Works, which is a five-year initiative, is funded by the USAID, DFID and SIDA to strengthen public private partnerships to build skills and improve well-being of young Zimbabweans especially women to contribute towards economic growth in Zimbabwe.
Under the programme, which expires this September, Zimbabwean SMEs received a $12, 5 million fund in June 2012 from international aid groups.
Works project and participants is said to have generated about $31 million in income and created 6 000 jobs for the youths.
Small and Medium Enterprises and Cooperative Development Minister Sithembiso Nyoni, told The Herald Business that local SMEs benefitted from training services and access to cheap loans.
“We are happy that over 29 000 young people managed to access cheap funding from the Works programme to formalise their businesses in order to access more loans, expand their businesses, contribute to the fiscas and thereby contribute to the broad economic development of Zimbabwe.
“Businesses should formalise or form partnerships so that they can grow into big business which can be able to raise capital for themselves,” said Minister Nyoni.
Minister Nyoni said it is only through formalisation that SMEs can be able to get more funding for their businesses.
Over the past years Zimbabwe’s economy has gone informal due to the shift of resources from the mainstream economy into the informal sector.
Already, independent surveys suggest that SMEs contribute over 50 percent of gross domestic product (GDP) while employing about 60 percent of the population.
There is a general belief that most SMEs are not registered because they fear being over-taxed by Zimbabwe Revenue Authority while others view registration as expensive.
However, failure to register has resulted in many SMEs failing to benefit from the various financing facilities that have been availed by Government and financing institutions.
In 2016, Government explored options to broaden the tax base, the SMEs and Co-operatives Development Ministry has requested a resource envelope of $32 million from Treasury to formalise unregistered and non-compliant small businesses.

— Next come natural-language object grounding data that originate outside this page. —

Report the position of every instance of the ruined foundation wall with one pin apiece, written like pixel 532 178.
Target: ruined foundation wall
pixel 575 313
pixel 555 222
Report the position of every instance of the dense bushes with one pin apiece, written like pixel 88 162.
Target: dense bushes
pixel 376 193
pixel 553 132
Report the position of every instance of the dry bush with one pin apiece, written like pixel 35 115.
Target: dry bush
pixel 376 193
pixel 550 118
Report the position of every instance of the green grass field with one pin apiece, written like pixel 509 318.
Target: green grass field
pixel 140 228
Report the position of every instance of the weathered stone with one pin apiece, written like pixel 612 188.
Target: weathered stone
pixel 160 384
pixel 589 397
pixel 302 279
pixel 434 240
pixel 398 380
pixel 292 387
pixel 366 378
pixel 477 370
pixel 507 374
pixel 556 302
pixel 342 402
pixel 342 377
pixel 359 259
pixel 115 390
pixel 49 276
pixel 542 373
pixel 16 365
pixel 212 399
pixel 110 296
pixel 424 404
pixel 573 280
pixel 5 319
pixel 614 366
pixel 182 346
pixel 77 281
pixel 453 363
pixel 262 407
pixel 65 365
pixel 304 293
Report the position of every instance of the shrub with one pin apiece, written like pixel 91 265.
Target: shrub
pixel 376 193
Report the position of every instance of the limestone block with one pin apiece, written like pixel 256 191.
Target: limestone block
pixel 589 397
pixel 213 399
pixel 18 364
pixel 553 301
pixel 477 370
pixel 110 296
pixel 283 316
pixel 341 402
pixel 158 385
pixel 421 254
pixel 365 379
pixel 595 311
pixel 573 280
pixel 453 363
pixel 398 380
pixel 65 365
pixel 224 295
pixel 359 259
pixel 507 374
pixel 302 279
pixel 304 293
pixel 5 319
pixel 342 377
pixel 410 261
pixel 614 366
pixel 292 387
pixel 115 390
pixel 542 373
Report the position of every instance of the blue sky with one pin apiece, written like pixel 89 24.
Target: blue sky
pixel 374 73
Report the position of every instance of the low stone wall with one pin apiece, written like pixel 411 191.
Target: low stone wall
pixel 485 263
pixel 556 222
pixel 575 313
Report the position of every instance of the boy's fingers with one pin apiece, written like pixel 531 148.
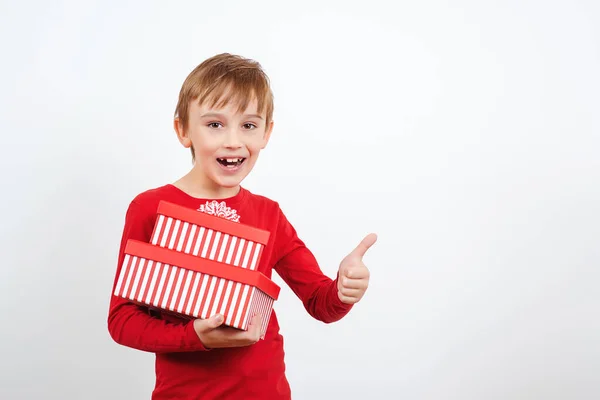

Zimra has been able to augment revenue collections from the formal sector through rolling out its fiscalisation project, in which businesses have to use fiscal tax registers that capture financial information and relays it in real time to tax authorities.
However, SMEs have not been subject to this and there is a growing push to ensure informal businesses start contributing to tax revenues.
Minister Nyoni said Government wanted to establish a comprehensive database of such businesses.
To date 14 000 SMEs have complied with Zimra’s fiscalisation process.
Government, through the Ministry of Finance and Economic Development, issued a six-month moratorium on penalties for non-compliant small and medium-sized enterprises that were eligible for tax registration before January this year.
Policymakers are betting that main streaming informal businesses will improve revenue flows into the fiscas.
Small businesses that cannot qualify for the various tax categories stipulated by Zimra are usually obliged to pay presumptive tax, which, essentially, is tax levied on presumed income.